Data

Contains the base functions for loading and saving data from/to .cxi files

These functions are used when constructing a new dataset class to pull specific desired information from a .cxi file. These functions should handle all the needed conversions between standard formats (for example, transposes of the basis arrays, shifting from object to probe motion, etc).

cdtools.tools.data.get_entry_info(cxi_file)

Returns a dictionary with the basic metadata from the cxi file’s entry_1 attribute

String type metadata is read out as a string, and datetime metadata is converted to python datetime objects if the string is properly formatted.

Parameters:

cxi_file (h5py.File) – A file object to be read

Returns:

entry_info – A dictionary with basic metadata defined in the cxi file

Return type:

dict

cdtools.tools.data.get_sample_info(cxi_file)

Returns a dictionary with the basic metadata from the cxi file’s entry_1/sample_1 attribute

Parameters:

cxi_file (h5py.File) – A file object to be read

Returns:

sample_info – A dictionary with basic metadata from the sample defined in the cxi file

Return type:

dict

cdtools.tools.data.get_wavelength(cxi_file)

Returns the wavelength of the source defined in the cxi file object, in m

Parameters:

cxi_file (h5py.File) – A file object to be read

Returns:

wavelength – The wavelength of the source defined in the cxi file

Return type:

np.float32

cdtools.tools.data.get_detector_geometry(cxi_file)

Returns a standardized description of the detector geometry defined in the cxi file object

It makes intelligent assumptions based on the definitions in the cxi file definition. The standardized description of the geometry that it outputs includes the sample to detector distance, the corner location of the detector, and the basis vectors defining the detector. It can only handle detectors defined as rectangular grids of pixels.

The distance and corner_location values are technically overdetermining the detector location, but for many experiments (particularly transmission experiments), the distance is needed and the exact corner location is not. If the corner location is not reported in the cxi file, no attempt will be made to calculate it.

Parameters:

cxi_file (h5py.File) – A file object to be read

Returns:

  • distance (np.float32) – The sample to detector distance, in m

  • basis_vectors (np.array) – The basis vectors for the detector

  • corner_location (np.array) – The real-space location of the (0,0) pixel in the detector

cdtools.tools.data.get_mask(cxi_file)

Returns the detector mask defined in the cxi file object

This function converts from the format specified in the cxi file definition to a simple on/off mask, where a value of 1 defines a good pixel (on) and a value of 0 defines a bad pixel (off).
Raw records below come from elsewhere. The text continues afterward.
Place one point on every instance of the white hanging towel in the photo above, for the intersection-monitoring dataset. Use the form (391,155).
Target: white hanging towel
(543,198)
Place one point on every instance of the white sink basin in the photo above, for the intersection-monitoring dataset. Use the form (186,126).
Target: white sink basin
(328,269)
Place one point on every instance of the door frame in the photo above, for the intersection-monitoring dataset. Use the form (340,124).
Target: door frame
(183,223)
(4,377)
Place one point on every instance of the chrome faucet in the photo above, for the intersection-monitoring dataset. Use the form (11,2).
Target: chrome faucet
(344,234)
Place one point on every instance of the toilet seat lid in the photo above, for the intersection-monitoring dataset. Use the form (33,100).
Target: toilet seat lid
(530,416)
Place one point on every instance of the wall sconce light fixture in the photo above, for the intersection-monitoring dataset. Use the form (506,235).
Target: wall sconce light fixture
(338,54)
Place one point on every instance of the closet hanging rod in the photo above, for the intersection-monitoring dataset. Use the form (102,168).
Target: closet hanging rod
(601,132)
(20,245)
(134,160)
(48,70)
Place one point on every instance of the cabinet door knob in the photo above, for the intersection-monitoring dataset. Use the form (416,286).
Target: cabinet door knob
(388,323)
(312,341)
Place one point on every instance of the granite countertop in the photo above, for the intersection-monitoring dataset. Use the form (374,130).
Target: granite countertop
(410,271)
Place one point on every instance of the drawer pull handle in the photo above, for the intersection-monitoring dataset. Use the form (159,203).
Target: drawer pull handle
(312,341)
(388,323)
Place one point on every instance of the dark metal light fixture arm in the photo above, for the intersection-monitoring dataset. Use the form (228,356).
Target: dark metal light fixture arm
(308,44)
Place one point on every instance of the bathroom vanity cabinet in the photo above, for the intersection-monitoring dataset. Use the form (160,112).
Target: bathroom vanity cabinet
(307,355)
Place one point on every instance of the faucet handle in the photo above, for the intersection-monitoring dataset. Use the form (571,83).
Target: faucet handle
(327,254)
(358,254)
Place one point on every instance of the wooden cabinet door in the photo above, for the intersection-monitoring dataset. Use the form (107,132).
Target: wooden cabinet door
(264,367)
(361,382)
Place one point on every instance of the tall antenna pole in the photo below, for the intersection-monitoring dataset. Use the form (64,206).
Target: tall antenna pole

If any bit is set in the mask at all, it will be defined as a bad pixel, with the exception of pixels marked exactly as 0x00001000, which is defined to mean that the pixel has signal above the background. These pixels are treated as on pixels.

Parameters:

cxi_file (h5py.File) – A file object to be read

Returns:

mask – An array storing the mask from the cxi file

Return type:

np.array

cdtools.tools.data.get_dark(cxi_file)

Returns an array with a dark image to use for initialization of a background model

This looks for a set of dark images at entry_1/instrument_1/detector_1/data_dark. If the darks exist, it will return the mean of the array along all axes but the last two. That is, if the dark image is a single image, it will return that image. If it is a stack of images, it will return the mean along the stack axis.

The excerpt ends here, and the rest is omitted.